But this. This was beyond grief. It was real clinical depression, and that was an entirely new ordeal for me. I had never been clinically depressed, and I could barely believe it was happening to moi. (Moi who ate oatmeal every morning of my life, didn’t drink alcohol at all, and did yoga five times a week.) I watched with black dread as the clouds descended. It was a mean, anxious, agitated depression—the worst kind, as anybody who’s been through it knows. Agitated depression is a notorious hell realm. It involves a kind of epic disruption of the nervous system. I could not even relax into the doldrums of sadness and lethargy like any normal depressed person. I could not, in fact, bear to sit still. I could not be soothed. I walked miles a day (really, like ten), worked out hard at the gym and cycled for hours—trying to shake it off, trying to change my brain chemistry. I meditated. (That was a no-go.) I did hot yoga. Only momentary relief. Nothing could penetrate my hyper-aroused nervous system.
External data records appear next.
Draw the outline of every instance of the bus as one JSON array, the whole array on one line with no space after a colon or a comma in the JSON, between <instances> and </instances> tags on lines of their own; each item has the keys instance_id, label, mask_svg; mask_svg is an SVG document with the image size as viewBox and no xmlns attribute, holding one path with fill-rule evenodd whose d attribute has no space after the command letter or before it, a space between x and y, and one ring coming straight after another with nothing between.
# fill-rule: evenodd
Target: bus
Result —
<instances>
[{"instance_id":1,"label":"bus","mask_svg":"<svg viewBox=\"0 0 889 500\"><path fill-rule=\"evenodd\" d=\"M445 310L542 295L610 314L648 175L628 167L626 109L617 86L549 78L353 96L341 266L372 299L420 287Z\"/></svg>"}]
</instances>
What was going on with Steve? Everyone had his opinion. My twin sister, Sandy, said to me, “You know this is about Mom, don’t you?” (I wasn’t sure. Was there something still buried about that relationship? Was it even possible? Hadn’t everything been psychoanalyzed out?) David said to me, “You’re not sad at what you’ve lost—you’re angry at what you didn’t get.” Susie weighed in, as well: “You’re enraged,” she said. “Seriously pissed off.”
It took me a couple of years to realize that all three assessments were correct. It turns out that grief for an ambivalently held love object is particularly perilous. Sadness, disappointment, unresolved longing, rage (rage at the end of any hope for a happy resolution), and even hate are all jumbled together. Whereas ordinary grief is like falling into a fast-moving river—and the successful negotiation of the process is simply learning to “let go” into the current—this form of grief is like falling out of your canoe into raging, boulder-strewn rapids. Survival is not assured.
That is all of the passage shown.